Although my current life is being served a la carte, there were times in my not so distant past that I came with a tasty side dish. From these relationships past I have taken away far more than bitterness and sexy memories. In many ways being single is like staring at a Turner oil painting from a distance. I can mostly see everything, although some parts of the picture will only ever be clear once someone points them out to me. In the throngs of coupledom however, it was if I were standing so close to the painting my breath added to the stormy churning of the English channel to the point where I couldn’t see shit. Now, materializing from the fog is an aspect of being in a relationship that I never once appreciated while I could. I can only see it now that I’m standing back by the bored security guard.

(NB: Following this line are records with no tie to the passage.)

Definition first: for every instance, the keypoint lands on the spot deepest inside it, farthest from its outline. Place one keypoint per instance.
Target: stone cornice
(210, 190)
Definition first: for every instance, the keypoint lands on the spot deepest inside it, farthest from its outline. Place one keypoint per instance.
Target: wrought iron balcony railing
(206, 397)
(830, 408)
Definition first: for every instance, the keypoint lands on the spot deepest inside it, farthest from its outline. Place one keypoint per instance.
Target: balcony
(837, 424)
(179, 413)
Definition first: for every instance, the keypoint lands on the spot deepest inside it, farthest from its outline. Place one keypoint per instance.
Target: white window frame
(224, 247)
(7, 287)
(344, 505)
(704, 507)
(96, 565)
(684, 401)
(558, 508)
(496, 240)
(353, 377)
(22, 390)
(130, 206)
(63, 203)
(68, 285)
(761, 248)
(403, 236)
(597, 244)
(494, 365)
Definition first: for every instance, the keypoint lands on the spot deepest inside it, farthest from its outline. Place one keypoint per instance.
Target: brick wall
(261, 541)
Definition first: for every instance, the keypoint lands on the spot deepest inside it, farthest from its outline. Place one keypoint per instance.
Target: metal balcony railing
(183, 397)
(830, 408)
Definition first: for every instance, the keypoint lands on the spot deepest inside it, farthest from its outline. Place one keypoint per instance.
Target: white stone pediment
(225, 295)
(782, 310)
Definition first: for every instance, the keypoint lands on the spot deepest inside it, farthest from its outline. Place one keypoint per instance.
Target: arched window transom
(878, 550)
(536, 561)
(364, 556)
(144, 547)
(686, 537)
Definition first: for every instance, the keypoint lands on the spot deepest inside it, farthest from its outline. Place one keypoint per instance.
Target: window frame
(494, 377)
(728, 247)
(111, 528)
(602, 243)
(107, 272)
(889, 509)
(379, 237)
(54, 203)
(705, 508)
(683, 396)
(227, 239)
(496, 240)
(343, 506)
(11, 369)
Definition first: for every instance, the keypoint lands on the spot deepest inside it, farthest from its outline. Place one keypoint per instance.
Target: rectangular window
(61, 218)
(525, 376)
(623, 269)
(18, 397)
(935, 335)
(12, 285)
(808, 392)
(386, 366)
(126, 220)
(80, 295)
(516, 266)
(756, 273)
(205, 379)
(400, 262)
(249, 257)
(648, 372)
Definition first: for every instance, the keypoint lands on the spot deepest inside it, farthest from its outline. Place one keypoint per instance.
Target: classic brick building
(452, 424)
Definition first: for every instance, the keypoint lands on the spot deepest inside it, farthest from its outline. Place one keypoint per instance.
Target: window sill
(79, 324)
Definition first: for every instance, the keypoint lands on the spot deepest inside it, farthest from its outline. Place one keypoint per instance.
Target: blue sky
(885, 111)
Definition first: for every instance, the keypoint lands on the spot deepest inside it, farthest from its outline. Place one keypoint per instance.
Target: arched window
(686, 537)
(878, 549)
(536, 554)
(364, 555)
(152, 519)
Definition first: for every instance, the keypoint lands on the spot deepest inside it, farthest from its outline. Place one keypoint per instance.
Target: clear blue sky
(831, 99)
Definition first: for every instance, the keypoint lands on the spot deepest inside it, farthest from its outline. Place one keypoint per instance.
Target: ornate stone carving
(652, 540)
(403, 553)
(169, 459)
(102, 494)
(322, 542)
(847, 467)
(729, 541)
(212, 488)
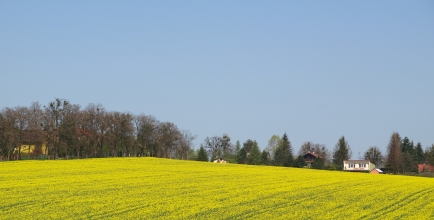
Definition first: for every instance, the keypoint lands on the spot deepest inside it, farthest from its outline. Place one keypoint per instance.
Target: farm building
(310, 157)
(423, 168)
(358, 165)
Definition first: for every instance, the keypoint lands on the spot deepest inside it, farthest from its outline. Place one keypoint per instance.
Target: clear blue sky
(317, 70)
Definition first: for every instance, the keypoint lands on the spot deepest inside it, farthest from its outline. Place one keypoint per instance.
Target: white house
(358, 165)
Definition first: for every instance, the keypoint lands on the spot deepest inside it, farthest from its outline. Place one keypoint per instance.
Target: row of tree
(69, 131)
(402, 155)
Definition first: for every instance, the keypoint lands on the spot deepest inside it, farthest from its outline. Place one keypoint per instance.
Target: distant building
(376, 171)
(423, 168)
(358, 165)
(309, 158)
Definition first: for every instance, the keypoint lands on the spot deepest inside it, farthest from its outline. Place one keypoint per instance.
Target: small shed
(376, 171)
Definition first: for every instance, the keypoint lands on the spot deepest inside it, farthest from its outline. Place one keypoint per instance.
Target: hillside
(161, 188)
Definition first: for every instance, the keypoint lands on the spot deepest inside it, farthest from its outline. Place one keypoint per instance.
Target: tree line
(402, 156)
(68, 131)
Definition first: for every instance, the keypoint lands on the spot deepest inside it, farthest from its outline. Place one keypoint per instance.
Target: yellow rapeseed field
(151, 188)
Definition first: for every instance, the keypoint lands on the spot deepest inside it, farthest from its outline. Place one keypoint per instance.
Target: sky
(317, 70)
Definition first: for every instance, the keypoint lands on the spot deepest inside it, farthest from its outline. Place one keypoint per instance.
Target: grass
(151, 188)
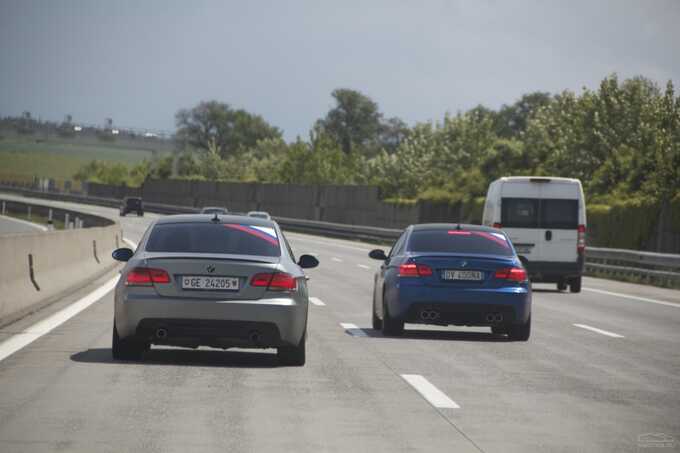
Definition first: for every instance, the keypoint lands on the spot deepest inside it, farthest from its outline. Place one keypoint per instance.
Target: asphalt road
(10, 225)
(570, 388)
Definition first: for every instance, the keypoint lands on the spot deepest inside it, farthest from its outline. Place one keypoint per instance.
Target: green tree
(354, 121)
(217, 124)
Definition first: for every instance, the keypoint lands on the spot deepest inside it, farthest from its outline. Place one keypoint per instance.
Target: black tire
(293, 355)
(499, 330)
(375, 321)
(521, 332)
(392, 327)
(126, 349)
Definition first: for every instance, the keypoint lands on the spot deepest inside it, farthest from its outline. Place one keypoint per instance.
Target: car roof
(207, 218)
(452, 226)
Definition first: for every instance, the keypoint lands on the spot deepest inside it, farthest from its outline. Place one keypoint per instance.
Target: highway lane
(10, 225)
(567, 389)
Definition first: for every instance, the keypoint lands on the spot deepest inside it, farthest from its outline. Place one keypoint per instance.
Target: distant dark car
(447, 274)
(214, 210)
(131, 204)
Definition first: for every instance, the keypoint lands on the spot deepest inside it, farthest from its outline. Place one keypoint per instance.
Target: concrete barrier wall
(61, 261)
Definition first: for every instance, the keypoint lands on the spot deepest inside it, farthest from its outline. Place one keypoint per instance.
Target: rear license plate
(210, 283)
(461, 275)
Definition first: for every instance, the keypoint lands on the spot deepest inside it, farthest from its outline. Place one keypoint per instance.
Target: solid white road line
(26, 222)
(353, 329)
(626, 296)
(603, 332)
(316, 301)
(37, 330)
(431, 393)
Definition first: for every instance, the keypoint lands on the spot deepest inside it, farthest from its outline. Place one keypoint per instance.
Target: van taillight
(581, 241)
(145, 276)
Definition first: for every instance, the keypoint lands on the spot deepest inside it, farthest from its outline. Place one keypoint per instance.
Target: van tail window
(545, 213)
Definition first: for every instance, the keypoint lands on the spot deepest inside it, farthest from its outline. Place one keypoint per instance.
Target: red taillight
(581, 241)
(515, 274)
(279, 281)
(145, 276)
(415, 270)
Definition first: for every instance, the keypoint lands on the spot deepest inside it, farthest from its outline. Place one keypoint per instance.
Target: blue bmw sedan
(451, 274)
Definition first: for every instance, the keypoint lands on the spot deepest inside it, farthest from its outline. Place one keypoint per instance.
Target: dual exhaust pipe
(429, 315)
(494, 318)
(254, 336)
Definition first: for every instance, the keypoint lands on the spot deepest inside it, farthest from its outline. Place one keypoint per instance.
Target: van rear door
(519, 220)
(558, 221)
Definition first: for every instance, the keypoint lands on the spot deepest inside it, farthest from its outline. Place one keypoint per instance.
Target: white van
(545, 218)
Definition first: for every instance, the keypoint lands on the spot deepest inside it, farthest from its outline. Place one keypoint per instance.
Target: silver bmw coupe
(221, 281)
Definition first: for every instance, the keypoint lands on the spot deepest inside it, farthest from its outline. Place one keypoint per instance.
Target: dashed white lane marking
(432, 394)
(353, 329)
(626, 296)
(600, 331)
(37, 330)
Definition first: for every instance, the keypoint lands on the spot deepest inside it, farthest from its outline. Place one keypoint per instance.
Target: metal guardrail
(657, 268)
(660, 268)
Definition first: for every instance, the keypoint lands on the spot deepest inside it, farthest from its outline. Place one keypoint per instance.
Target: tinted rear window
(519, 213)
(539, 213)
(229, 238)
(460, 241)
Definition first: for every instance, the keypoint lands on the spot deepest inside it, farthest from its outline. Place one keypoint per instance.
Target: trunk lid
(240, 267)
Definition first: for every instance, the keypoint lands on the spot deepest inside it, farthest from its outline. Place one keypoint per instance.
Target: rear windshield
(230, 238)
(539, 213)
(460, 241)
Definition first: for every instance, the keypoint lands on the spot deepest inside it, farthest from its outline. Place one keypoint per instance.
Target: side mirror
(307, 261)
(377, 254)
(122, 254)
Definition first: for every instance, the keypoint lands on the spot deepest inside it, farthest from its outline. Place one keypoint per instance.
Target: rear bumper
(465, 307)
(553, 272)
(192, 322)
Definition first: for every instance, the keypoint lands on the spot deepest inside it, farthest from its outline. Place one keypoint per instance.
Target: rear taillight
(515, 274)
(145, 276)
(581, 241)
(279, 281)
(415, 270)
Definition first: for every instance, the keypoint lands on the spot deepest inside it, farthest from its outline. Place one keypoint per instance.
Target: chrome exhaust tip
(255, 336)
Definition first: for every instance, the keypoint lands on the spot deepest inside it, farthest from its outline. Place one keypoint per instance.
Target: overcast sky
(140, 61)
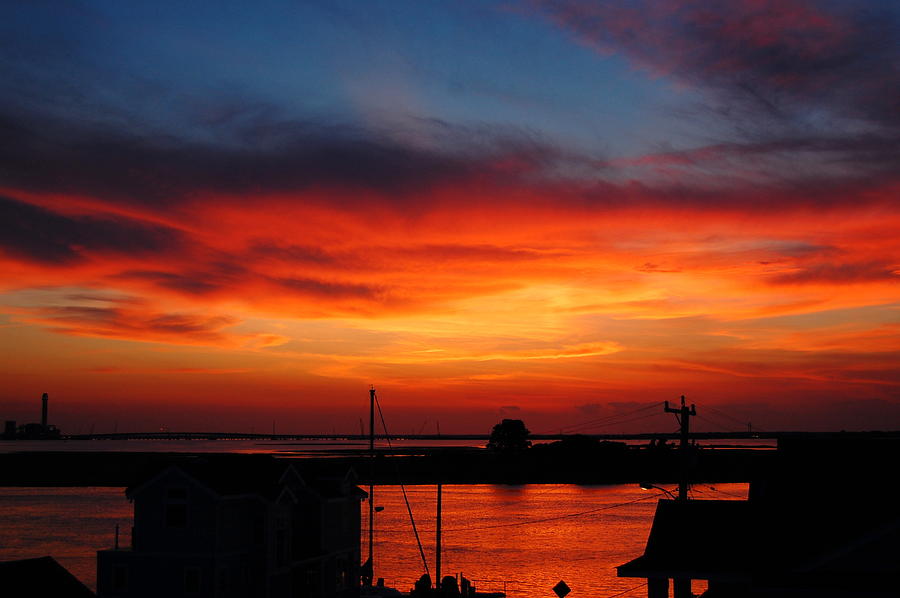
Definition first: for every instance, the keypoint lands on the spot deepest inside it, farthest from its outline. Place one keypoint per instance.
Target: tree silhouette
(510, 435)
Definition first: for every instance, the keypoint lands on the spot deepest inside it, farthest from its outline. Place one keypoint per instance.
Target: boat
(448, 586)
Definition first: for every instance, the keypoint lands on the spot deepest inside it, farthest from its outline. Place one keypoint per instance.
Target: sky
(216, 216)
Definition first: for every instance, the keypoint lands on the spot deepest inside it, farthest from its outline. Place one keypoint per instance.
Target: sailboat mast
(371, 480)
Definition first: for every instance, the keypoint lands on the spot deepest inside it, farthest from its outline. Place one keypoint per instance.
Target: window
(191, 580)
(176, 507)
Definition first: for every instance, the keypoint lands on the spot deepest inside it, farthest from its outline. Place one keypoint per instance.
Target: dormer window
(176, 507)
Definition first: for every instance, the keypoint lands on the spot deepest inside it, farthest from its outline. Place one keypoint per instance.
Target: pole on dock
(683, 415)
(437, 551)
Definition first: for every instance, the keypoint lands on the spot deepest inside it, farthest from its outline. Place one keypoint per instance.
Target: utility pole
(681, 586)
(683, 414)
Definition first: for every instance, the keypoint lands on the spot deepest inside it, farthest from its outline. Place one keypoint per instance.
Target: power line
(610, 417)
(402, 488)
(624, 421)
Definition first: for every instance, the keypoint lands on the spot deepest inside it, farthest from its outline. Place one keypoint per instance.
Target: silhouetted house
(821, 524)
(238, 528)
(44, 577)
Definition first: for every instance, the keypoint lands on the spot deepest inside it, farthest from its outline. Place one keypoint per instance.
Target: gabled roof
(701, 539)
(225, 475)
(42, 577)
(236, 475)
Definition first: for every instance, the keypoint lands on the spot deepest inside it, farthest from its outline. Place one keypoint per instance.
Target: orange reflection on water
(524, 537)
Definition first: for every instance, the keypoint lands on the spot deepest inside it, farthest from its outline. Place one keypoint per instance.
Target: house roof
(235, 475)
(40, 577)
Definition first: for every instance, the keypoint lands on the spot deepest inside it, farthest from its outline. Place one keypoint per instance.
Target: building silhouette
(237, 528)
(820, 524)
(32, 431)
(44, 576)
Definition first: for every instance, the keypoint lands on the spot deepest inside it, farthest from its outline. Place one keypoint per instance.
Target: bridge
(171, 435)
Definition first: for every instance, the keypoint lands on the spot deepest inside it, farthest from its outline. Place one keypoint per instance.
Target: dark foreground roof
(233, 475)
(698, 539)
(42, 577)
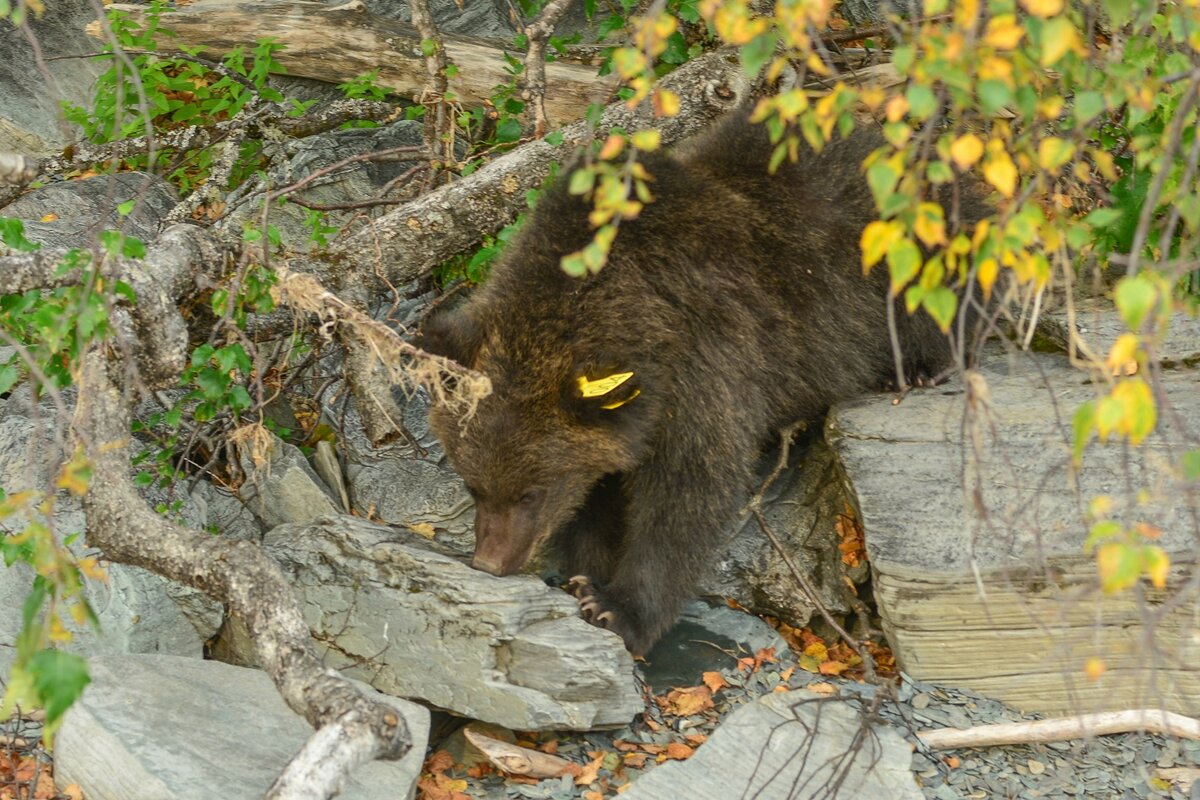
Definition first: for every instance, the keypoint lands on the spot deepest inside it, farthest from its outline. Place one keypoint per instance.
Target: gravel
(1110, 768)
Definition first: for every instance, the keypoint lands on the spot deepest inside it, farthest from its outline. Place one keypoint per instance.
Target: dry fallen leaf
(678, 751)
(589, 773)
(423, 529)
(687, 702)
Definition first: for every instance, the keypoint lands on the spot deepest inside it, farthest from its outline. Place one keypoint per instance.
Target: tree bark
(339, 43)
(414, 238)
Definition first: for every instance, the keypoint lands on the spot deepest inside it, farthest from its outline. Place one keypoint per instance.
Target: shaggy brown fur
(738, 302)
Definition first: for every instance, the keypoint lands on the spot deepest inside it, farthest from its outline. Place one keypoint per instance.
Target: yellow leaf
(423, 529)
(877, 236)
(647, 140)
(1003, 32)
(966, 150)
(817, 650)
(1157, 564)
(930, 224)
(1000, 170)
(988, 272)
(1043, 8)
(897, 108)
(714, 680)
(612, 146)
(1057, 37)
(687, 702)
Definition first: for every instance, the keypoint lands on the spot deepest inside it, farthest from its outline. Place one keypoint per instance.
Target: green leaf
(994, 95)
(757, 52)
(1102, 218)
(1135, 298)
(882, 178)
(941, 304)
(508, 131)
(1191, 464)
(213, 383)
(1087, 106)
(60, 679)
(1081, 426)
(904, 263)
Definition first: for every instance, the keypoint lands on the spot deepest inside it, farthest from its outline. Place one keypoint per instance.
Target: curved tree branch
(412, 239)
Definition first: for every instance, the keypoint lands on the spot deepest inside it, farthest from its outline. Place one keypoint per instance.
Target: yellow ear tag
(619, 403)
(601, 386)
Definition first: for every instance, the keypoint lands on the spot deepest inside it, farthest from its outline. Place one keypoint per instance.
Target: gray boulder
(408, 482)
(976, 522)
(168, 728)
(419, 624)
(789, 746)
(30, 119)
(71, 214)
(282, 487)
(138, 611)
(802, 507)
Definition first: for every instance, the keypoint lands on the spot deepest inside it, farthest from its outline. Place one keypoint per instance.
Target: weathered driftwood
(517, 761)
(1063, 729)
(339, 43)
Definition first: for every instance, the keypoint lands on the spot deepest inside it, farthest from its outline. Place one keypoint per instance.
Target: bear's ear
(455, 335)
(599, 394)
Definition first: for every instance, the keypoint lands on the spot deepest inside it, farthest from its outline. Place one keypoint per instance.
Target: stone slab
(789, 746)
(172, 728)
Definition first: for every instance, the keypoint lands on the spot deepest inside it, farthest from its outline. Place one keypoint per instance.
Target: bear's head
(555, 425)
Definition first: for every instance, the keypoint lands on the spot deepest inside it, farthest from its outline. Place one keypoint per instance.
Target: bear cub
(629, 407)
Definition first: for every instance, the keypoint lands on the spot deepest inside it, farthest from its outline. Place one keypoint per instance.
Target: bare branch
(1063, 729)
(538, 32)
(438, 137)
(325, 118)
(235, 572)
(453, 218)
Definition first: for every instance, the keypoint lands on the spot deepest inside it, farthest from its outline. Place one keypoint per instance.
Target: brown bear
(629, 407)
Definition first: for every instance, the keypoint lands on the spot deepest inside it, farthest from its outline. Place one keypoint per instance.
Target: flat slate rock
(423, 624)
(976, 524)
(171, 728)
(1098, 325)
(789, 746)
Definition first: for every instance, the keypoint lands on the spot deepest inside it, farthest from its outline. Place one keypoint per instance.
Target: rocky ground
(1121, 767)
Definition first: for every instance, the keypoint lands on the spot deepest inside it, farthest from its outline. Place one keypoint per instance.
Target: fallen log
(336, 43)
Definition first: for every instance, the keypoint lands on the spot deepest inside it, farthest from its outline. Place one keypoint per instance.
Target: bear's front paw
(600, 611)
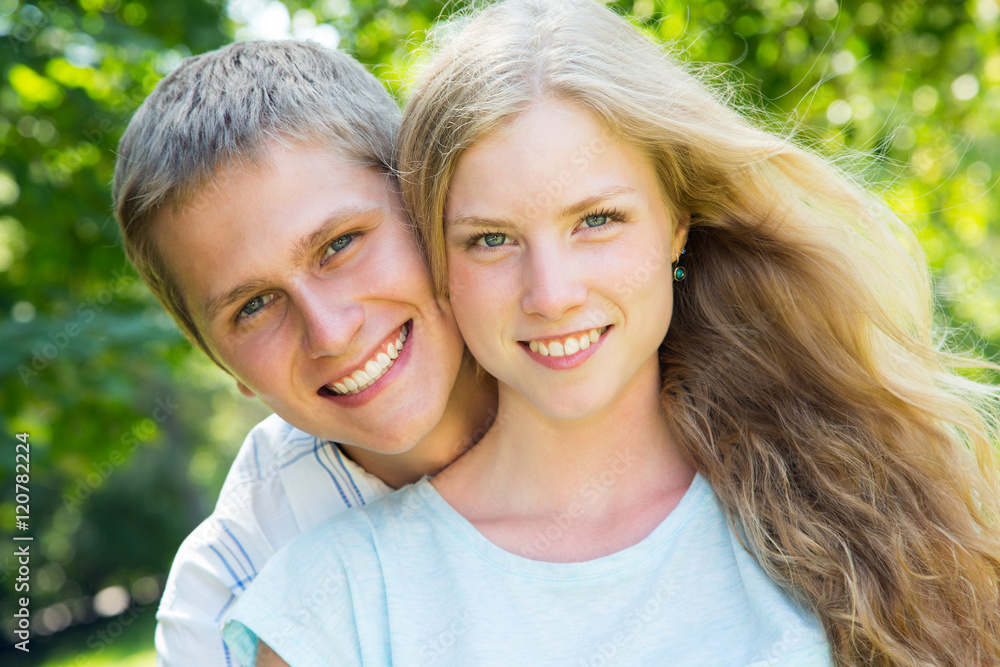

I take things on the chin (once quite literally, let’s not talk about that). My back is not very slippery however and I often wear the unfavourable incidents, criticism and road rage home with me to my bed instead of letting them slide away. With so much negativity swimming around with me in my sheets, it’s often hard to sleep. I miss taking off my clothes to jump into bed with anyone not my pillow, but I never realized until now how much I miss leaving the shitty aspects of my day on the floor with my argyle socks. Not having someone to unwind with, being unable to clear my chest and bitch my heart out is a burden on par with listening to the guilt from my mom about how at my age she was popping me out.
Perhaps I have added just another reason to bemoan solitude. Perhaps I’ve found the motivation to start a screamo band. Or, perhaps I’m a whinny baby. Either way, the fog has lifted and I see a mighty fine English vessel and it’s being steered by a woman who loves to hear about how work sucked today.